> closed source (despite their website proudly claiming "Open source")
HTTPie CLI has been open-source for a decade. HTTPie Desktop has yet to be open-sourced. We first want to get the product, architecture, and codebase somewhat stable. As the README says, we use the GitHub repo to host releases and issues.
> You gave this exact same answer to me in your Discord a year ago. If nothing sketchy is going on why not just open source the thing?
We appreciate your interest, but we never gave an ETA. I do regret having made the intention public, though.
> At a minimum you should remove the banner at the bottom of the page claiming it's open source.
That’s a good point. As I wrote in another comment below: I’ve now updated the website template not to show the image with the slogan on this page. Thanks for the feedback.
Good on you for altering the page. I very much hope to see the desktop client become open source soon, as I would very much like to use it. Best of luck with the project.
I don't understand; why do you think it is "sketchy" to try to make a living out of software?
(For reference, I work as a software engineer and am also the author of a popular open source project which I give away for free and have put thousands of hours into.)
>I don't understand; why do you think it is "sketchy" to try to make a living out of software?
I don't think the original comment meant that it is sketchy to make a living out of software. I think the issue is the posturing as open source, having a github repo with no code just to attract devs and look open source-y and even sharing it on HackerNews right after the issues with closed source by Postman too. Feels like an "open source alternative", but not really, hence the sketchy accusation.
> I think the issue is the posturing as open source, having a github repo with no code just to attract devs and look open source-y
As the first paragraph in the README says, we use the GitHub repo to host releases and issues.
Having it on GitHub under the same organization as our other projects that already are open-source is convenient for both us and our users — https://github.com/httpie.

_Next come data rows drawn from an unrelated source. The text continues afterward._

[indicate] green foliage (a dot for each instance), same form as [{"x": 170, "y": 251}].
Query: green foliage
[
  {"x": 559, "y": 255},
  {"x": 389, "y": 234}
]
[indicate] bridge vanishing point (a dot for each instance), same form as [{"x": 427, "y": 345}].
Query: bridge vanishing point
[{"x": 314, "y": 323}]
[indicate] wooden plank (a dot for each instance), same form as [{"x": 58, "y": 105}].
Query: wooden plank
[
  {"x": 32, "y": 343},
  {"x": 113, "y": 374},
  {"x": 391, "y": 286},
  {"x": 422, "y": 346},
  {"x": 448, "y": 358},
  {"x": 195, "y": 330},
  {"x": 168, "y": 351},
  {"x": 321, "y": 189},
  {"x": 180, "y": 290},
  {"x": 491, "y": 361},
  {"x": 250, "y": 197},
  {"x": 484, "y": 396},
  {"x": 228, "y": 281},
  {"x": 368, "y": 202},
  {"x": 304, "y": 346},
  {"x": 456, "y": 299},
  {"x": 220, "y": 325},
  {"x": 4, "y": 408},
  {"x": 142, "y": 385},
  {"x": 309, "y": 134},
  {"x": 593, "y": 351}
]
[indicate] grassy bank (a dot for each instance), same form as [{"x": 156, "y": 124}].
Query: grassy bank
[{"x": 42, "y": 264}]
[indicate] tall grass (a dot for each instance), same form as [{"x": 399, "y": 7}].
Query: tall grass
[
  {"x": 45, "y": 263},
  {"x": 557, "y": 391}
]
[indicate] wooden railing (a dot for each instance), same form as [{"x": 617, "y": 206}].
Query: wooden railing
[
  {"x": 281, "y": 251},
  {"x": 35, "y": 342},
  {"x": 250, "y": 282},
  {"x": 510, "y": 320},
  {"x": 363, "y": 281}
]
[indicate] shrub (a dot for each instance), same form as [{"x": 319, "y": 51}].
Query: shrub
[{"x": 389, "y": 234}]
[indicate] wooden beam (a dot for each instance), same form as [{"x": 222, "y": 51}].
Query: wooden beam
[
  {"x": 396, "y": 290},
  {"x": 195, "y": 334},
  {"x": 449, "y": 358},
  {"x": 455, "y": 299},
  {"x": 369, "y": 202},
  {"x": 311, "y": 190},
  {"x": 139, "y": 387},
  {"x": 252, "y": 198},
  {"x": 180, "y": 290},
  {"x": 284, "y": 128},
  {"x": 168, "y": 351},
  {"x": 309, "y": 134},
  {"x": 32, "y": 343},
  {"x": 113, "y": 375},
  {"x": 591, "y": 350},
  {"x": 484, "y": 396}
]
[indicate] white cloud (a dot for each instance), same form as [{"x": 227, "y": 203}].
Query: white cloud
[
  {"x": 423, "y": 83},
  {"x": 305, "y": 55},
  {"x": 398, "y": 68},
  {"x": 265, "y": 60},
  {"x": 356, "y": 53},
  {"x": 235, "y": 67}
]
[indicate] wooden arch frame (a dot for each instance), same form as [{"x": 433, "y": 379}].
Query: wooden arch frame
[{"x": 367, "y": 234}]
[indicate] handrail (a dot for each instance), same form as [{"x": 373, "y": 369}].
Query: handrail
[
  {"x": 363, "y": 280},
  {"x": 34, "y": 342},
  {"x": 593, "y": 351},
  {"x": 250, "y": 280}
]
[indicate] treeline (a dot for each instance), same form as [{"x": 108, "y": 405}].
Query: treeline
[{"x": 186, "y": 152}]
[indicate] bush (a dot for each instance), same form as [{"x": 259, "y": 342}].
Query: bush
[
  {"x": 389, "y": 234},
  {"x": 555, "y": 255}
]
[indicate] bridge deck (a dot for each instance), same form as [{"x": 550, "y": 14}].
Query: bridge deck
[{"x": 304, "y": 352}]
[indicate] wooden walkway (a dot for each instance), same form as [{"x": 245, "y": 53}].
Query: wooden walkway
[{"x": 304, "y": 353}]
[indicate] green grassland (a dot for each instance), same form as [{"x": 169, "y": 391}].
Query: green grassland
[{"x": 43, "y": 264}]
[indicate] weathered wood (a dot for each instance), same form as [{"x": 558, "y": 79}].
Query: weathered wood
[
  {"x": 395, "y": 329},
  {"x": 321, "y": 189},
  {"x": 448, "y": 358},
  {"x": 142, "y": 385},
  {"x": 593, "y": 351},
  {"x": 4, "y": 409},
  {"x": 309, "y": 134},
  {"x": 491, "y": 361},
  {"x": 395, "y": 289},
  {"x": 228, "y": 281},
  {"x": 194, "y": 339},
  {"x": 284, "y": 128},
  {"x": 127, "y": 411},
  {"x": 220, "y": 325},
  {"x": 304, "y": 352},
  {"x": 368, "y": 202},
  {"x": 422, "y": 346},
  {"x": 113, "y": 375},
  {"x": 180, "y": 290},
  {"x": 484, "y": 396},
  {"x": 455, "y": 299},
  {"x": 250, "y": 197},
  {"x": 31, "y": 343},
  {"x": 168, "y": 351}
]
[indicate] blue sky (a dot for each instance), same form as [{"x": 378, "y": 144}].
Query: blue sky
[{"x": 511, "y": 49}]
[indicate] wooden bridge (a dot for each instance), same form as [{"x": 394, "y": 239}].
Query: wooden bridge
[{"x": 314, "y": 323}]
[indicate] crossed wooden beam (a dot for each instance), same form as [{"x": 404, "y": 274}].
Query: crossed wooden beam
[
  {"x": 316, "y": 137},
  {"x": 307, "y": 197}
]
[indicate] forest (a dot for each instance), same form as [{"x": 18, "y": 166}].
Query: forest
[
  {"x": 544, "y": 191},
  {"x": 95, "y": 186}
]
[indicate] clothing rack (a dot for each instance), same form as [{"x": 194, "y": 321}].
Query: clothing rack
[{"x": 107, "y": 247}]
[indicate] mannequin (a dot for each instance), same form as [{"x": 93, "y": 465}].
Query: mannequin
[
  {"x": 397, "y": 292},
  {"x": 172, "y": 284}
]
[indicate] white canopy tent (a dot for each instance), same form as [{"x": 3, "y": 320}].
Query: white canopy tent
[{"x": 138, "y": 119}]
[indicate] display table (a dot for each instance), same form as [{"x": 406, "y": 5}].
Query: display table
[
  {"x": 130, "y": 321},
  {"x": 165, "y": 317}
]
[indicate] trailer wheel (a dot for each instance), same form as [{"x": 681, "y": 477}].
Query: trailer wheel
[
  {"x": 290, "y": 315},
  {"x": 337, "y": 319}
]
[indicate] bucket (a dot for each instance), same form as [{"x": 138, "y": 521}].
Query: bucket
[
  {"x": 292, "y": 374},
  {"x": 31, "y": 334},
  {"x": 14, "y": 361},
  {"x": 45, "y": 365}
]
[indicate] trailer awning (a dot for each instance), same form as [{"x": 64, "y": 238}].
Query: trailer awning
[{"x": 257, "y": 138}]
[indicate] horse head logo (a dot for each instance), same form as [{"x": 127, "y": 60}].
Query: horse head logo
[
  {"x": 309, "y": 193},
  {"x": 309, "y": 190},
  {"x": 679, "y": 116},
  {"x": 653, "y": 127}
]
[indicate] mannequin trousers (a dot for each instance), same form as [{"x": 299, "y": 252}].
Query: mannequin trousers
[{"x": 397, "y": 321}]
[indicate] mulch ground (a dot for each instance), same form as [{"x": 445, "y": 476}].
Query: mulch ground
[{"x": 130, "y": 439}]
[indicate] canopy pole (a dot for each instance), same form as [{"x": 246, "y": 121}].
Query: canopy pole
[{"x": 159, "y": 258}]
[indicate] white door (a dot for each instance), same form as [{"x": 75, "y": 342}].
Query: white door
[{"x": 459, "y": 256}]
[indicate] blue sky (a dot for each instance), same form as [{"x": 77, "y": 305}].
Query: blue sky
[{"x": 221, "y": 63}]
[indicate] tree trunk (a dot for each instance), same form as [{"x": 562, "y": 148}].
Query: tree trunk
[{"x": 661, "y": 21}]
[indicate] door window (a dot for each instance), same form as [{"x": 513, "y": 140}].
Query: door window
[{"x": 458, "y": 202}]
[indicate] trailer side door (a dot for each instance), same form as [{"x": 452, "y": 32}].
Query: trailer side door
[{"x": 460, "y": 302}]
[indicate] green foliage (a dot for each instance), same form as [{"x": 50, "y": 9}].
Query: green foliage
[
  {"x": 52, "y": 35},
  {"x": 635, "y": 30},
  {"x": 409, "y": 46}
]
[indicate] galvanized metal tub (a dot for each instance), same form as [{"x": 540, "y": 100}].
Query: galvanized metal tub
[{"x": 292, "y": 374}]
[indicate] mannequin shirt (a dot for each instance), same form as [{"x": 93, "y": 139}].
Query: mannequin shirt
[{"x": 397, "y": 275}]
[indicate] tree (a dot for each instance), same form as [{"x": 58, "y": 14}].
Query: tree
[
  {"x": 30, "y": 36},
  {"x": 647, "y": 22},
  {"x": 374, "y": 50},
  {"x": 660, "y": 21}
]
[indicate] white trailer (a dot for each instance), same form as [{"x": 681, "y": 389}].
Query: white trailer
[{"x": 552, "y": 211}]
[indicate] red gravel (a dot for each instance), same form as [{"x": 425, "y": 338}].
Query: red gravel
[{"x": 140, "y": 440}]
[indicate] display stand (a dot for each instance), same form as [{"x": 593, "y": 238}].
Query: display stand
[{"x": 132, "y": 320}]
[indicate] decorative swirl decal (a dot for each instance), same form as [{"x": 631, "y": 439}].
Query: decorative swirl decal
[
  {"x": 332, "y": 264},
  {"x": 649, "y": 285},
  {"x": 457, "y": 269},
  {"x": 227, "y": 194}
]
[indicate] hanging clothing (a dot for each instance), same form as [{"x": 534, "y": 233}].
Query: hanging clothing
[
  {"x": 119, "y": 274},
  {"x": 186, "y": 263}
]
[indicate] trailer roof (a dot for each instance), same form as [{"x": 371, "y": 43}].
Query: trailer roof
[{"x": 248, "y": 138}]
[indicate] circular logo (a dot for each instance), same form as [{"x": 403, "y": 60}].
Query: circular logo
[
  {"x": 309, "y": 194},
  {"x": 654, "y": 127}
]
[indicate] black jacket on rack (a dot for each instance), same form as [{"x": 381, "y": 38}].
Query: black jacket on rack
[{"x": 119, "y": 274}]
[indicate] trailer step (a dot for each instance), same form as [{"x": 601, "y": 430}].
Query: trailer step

> and even sharing it on HackerNews right after the issues with closed source by Postman too. Feels like an "open source alternative", but not really, hence the sketchy accusation.
The person who shared it is not related to HTTPie.
Given the quality of the discourse here, I almost wish they did not! ;-)
Why everyone is getting their knickers in a massive twist because they have an Electron wrapper that they haven't open sourced is mystifying.
I haven't studied the codebase but I highly doubt they are going to have a separate client implementation for the Electron product vs the CLI! They're just trying to create a nice Electron client, in addition to their well-known CLI, and start a business around it aren't they?
We started httpie/desktop as a separate codebase but are working on unifying it with httpie/cli and our cloud to avoid multiple implementations by extracting a shared runtime that will be used everywhere. One of the interesting challenges here is that HTTPie Desktop is written in TypeScript while the rest is in Python.
For creating requests the GUI of postman is way over the top. HTTP is so simple, why not just write that directly in a literate format you can checkin to a repo? For actually running the requests though I agree a gui is nice. I actually use dot-http as an embedded tool in a browser extension. They're still alternatives, just not in the style you're used to.
So is email. The simplicity of a protocol has nothing to do with the complexity of the workflow that produces it.
> why not just write that directly in a literate format you can checkin to a repo?
Because nothing I work on in Postman is something I need to check in to a repo. I need to test HTTP requests, and I've never worked with a code base that had raw HTTP requests in it.
> They're still alternatives, just not in the style you're used to.
The "style" is different enough that entire use cases become impossible.
Let's say I want to copy HTTP response headers out of a log in JSON format. In Postman, I can paste JSON (and various other key-value formats) into the headers field, and it automatically parses it for me.
There are a hundred little conveniences like that that require a good GUI.
HTTPie CLI has been open-source for a decade. HTTPie Desktop has yet to be open-sourced. We first want to get the product, architecture, and codebase somewhat stable. As the README says, we use the GitHub repo to host releases and issues.